We are bidding for something over five years. And digital is only one segment of the business. Up until three years ago, the IPL digital rights were going abegging. Then we came in and picked it up for three years (Star paid Rs.302 crore). It’s a bit premature to say that something you are going to have for five years will not have new monetisation models. I think the advertising revenue in digital will get better. In India, subscription is an uncharted territory, since mobile data is expensive and, before Hotstar, online content was available free of cost on YouTube and Facebook. Additionally, payment mechanisms in India have not fully evolved. If you just want a large number of subscribers, you will start subsidising. It was the case in television earlier and now things are different with digitisation and DTH. I do not think the consumer is fundamentally averse to the idea of paying.
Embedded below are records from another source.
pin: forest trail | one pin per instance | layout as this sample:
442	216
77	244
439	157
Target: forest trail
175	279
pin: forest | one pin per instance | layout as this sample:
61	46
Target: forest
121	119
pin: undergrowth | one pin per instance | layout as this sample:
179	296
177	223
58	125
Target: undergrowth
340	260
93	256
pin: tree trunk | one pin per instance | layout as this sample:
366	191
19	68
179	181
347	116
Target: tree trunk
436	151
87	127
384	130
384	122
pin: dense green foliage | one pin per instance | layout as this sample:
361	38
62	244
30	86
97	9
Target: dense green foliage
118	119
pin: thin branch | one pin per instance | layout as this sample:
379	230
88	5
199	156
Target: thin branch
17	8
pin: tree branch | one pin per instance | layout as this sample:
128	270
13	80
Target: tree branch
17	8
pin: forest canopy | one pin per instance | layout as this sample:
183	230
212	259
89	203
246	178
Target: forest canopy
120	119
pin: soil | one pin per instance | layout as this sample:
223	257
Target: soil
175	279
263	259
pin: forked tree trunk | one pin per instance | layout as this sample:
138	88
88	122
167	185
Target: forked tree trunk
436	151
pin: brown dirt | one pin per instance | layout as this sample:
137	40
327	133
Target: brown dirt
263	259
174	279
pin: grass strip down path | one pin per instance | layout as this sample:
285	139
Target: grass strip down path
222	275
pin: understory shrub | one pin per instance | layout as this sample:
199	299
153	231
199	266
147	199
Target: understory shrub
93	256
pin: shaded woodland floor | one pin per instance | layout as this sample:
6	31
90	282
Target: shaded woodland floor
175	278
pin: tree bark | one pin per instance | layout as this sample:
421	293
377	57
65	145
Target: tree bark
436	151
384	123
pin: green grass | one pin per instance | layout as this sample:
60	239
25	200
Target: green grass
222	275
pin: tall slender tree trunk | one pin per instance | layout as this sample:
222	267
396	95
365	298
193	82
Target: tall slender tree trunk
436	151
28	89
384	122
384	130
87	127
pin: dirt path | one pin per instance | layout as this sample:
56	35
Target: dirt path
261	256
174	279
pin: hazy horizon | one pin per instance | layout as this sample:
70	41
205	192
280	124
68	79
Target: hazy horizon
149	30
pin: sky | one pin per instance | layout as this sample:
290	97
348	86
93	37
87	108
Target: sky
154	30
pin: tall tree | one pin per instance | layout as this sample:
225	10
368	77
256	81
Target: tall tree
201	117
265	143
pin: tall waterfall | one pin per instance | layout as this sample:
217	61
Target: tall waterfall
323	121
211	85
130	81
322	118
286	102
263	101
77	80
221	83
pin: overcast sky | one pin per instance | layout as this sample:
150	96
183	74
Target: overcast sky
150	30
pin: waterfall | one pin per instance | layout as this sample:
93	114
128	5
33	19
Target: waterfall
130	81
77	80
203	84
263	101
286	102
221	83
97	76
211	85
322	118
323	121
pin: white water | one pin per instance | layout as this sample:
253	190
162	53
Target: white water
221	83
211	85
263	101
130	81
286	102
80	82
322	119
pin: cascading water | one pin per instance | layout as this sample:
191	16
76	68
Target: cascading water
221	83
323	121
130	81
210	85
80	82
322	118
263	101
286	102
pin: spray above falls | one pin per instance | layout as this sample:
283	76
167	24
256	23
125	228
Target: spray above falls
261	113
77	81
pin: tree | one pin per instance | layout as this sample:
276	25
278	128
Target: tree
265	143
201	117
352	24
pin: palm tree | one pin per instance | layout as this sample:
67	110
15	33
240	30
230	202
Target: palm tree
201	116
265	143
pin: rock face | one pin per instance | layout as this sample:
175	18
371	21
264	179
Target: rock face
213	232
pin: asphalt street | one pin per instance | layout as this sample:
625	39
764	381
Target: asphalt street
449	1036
Is broadcasting being threatened by digital?
No. Let’s take Rs.400 as the average revenue per user for a television package, which is really high. With that you get all channels at no add-on cost. Thanks to digital delivery on DTH and cable, you can get high-quality visual experience anywhere.
On digital, you first have to pay for data, which has become much cheaper after Jio. But you still pay for content separately. So I feel, that television being threatened by digital in India is a bit of hogwash. From an advertiser’s perspective, television is a cheaper medium in India since every rupee spent on television gets you a lot more audience than in the digital space.
Outside of Google and Facebook, we sell most inventory in this country. That has allowed us to see a lot of things closely. Hotstar is also about 6-7x more expensive than television for advertising. In contrast, digital happens to be a cheaper alternative in the US.
By extrapolation, is there a possibility that digital revenues could outstrip television?
Yes, but that is where you have to strike the right balance between volume and yields. If you keep the yields at the same level, getting volumes could be a problem. The beauty of television is that it is so affordable that one can advertise on it day after day.
So, if the cost per thousand is higher on digital, won’t it be a challenge justifying it to the advertiser?
But the advertiser gets a huge benefit of full addressability on digital. One key reason why television gained popularity is because it was cheaper than newspapers. The latter raised prices unsustainably compared to their delivery. Today, digital is expensive and television sits in that virtuous space, where it is still for the consumer and the advertiser. The cost of a television bundle that a consumer pays is Rs.200-300; compare that with the cost of a newspaper, where one day’s copy is Rs.5.
Digital is surely a new medium, but is there an untapped potential that advertisers can benefit from?
Whether you put it on one medium or ten mediums, people will not watch if they have already seen it or just do not want to watch it. You will watch it on digital in the absence of television or if you want a private screen.
What is your overall corporate strategy from here on?
We have a very strong portfolio in entertainment — Hindi, English and other major Indian languages and we are planning to build on that. With sports, we will continue to focus on cricket which is a big driver — not just at the national level but also on the regional front (Tamil Nadu and Karnataka’s cricket league).
Another strategy we are focusing on is to not limit people by their linguistic preferences or geography.Instead, we want to offer programmes in multiple languages. We would like to make it available anytime and anywhere. This is where Hotstar comes in.
Would you hazard a guess on what would be the viewership numbers for digital and Hotstar in five years?
It would be foolhardy to hazard a guess on that. But if you see the numbers going around, it is easy and dependent on two to three things. We will create very high-quality content compared with the best in the digital platform. After that, comes the cost and availability of data followed by the kind of competition we face.